We all know requirements change, and there are classic reasons why that happens: change of environment, change of management, change of budgeting, new users may be added to the stakeholders, .... On top of all that, users and customers change their mind about the system requirements. In the early development cycles they may show interest in some features, later, as soon as they see the real system implemented, they may change their mind and express interest in some other features.
Well, the story comes from the psychology of human minds. Even if I ask you sort four available fruits in the order you like to have them, you may say: Orange, apple, banana, watermelon, and then I take out watermelon from the list of available fruits, you may change the sort and say, well, if watermelon is not available any more I'll rather have apple, banana, and then orange ! Why preferences sometimes depend on what are the available options?

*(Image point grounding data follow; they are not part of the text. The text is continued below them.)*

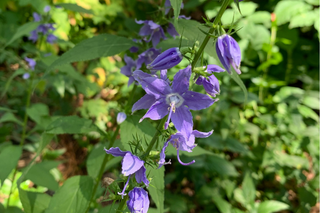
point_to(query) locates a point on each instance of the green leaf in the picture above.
(23, 30)
(95, 160)
(98, 46)
(176, 5)
(238, 80)
(248, 189)
(6, 87)
(74, 7)
(71, 125)
(156, 187)
(36, 111)
(271, 206)
(40, 175)
(9, 117)
(9, 157)
(131, 129)
(34, 202)
(73, 196)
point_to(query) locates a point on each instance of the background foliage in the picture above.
(262, 157)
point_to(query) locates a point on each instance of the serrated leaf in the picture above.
(73, 196)
(98, 46)
(176, 5)
(156, 187)
(74, 7)
(34, 202)
(71, 125)
(23, 30)
(9, 157)
(271, 206)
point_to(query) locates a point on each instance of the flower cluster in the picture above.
(44, 29)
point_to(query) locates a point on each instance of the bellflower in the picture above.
(229, 53)
(175, 100)
(131, 164)
(183, 142)
(210, 84)
(154, 30)
(31, 62)
(138, 200)
(127, 70)
(169, 58)
(121, 117)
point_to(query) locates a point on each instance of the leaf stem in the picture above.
(216, 21)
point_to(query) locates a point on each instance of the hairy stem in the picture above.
(216, 21)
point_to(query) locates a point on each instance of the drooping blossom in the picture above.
(121, 117)
(175, 100)
(31, 62)
(153, 30)
(166, 60)
(211, 83)
(131, 165)
(182, 142)
(138, 200)
(229, 53)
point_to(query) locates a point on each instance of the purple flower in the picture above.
(51, 38)
(183, 142)
(36, 17)
(47, 9)
(172, 30)
(138, 200)
(147, 56)
(169, 58)
(131, 164)
(33, 36)
(128, 69)
(154, 30)
(210, 84)
(26, 75)
(175, 100)
(121, 117)
(31, 62)
(229, 53)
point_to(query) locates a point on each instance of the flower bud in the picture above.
(138, 201)
(166, 60)
(121, 117)
(229, 53)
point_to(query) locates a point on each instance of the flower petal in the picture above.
(131, 164)
(180, 83)
(197, 101)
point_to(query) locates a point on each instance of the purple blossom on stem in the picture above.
(138, 201)
(31, 62)
(131, 164)
(166, 60)
(182, 142)
(211, 84)
(36, 17)
(175, 100)
(154, 30)
(229, 53)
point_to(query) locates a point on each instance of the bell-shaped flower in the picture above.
(121, 117)
(182, 142)
(131, 164)
(211, 83)
(154, 30)
(138, 200)
(166, 60)
(175, 100)
(229, 53)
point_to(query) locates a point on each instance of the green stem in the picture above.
(155, 137)
(211, 30)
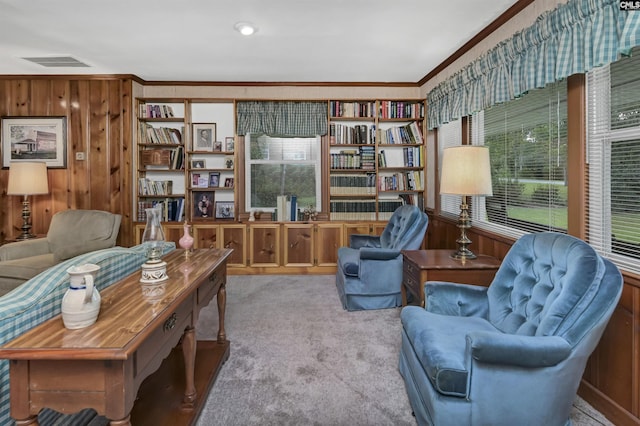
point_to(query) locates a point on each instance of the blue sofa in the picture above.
(369, 272)
(39, 299)
(512, 353)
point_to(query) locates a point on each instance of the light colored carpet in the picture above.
(297, 358)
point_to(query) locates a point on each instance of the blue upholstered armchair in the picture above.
(369, 271)
(512, 353)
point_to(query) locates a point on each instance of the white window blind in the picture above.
(449, 135)
(527, 140)
(613, 157)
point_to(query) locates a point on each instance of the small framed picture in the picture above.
(229, 144)
(204, 135)
(224, 210)
(203, 204)
(214, 179)
(197, 164)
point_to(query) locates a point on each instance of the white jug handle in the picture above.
(88, 280)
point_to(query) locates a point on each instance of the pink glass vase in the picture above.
(186, 241)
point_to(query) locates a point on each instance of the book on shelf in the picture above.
(156, 111)
(352, 184)
(171, 210)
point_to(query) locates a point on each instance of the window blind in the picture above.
(613, 157)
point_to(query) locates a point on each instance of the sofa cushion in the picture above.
(27, 267)
(442, 355)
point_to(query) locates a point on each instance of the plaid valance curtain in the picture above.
(573, 38)
(275, 118)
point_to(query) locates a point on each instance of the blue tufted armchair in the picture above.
(369, 272)
(512, 353)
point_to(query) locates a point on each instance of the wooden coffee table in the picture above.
(104, 365)
(420, 266)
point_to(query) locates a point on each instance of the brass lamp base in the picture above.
(154, 272)
(464, 223)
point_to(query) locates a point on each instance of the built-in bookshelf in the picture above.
(376, 157)
(186, 159)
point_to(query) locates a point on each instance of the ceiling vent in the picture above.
(57, 61)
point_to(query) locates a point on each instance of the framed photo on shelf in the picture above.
(204, 135)
(35, 139)
(197, 164)
(225, 210)
(214, 179)
(203, 204)
(229, 144)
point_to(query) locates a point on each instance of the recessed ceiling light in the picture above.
(245, 28)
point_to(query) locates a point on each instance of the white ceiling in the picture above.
(195, 40)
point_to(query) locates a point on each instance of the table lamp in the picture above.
(465, 171)
(27, 178)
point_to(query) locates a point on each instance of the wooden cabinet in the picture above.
(264, 245)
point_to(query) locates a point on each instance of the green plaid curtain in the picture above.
(573, 38)
(293, 119)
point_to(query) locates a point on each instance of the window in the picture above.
(282, 166)
(613, 147)
(527, 140)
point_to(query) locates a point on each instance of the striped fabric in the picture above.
(291, 119)
(40, 298)
(573, 38)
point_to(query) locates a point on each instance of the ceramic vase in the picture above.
(186, 241)
(81, 301)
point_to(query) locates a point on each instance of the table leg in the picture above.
(222, 305)
(189, 352)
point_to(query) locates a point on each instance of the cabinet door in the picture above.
(298, 244)
(235, 237)
(206, 236)
(264, 245)
(329, 238)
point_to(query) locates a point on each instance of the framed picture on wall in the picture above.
(35, 139)
(204, 136)
(203, 204)
(225, 210)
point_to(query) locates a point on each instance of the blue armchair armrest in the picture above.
(517, 350)
(362, 240)
(455, 299)
(370, 253)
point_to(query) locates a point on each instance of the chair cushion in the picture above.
(442, 355)
(349, 261)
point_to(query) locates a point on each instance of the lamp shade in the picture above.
(28, 178)
(466, 171)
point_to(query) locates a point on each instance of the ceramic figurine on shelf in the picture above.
(186, 241)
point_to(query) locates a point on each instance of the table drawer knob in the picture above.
(170, 322)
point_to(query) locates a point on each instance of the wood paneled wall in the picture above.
(99, 118)
(611, 379)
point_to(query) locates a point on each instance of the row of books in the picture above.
(407, 134)
(401, 109)
(406, 181)
(352, 109)
(411, 157)
(156, 111)
(172, 209)
(357, 134)
(154, 187)
(162, 159)
(162, 135)
(353, 184)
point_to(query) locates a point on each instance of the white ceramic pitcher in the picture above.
(81, 302)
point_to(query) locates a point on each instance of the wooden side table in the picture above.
(420, 266)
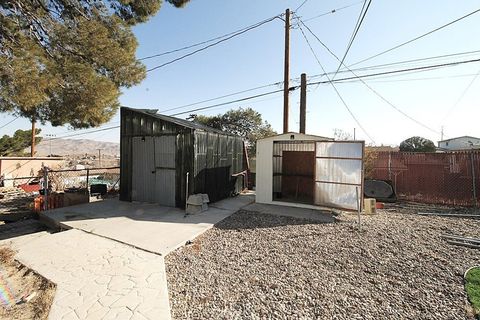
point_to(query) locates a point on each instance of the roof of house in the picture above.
(181, 122)
(462, 137)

It is wrong to assume stakeholders have some fixed preferences about the requirements. They have some hidden criteria for evaluating the elements and requirements that we may not know about. In the case of fruits, you may not know, but someone wants to have watermelon at the end because it is juicy, but once watermelon is not in the list, the individual rather to have the other juicy fruit (orange) at the end, so changes the sort for you ! The same thing happens when dealing with software requirements. Users show interests in some features while having some hidden goals and criteria in their mind.
Well, now the question is when asking the stakeholders to rank the requirements, features, or alternative solutions, do we need to uncover their rationale behind these preferences? And if we do, the more the criteria of comparisons and rationale of preferences are more explicit, the more accurate are the preferences we extracted?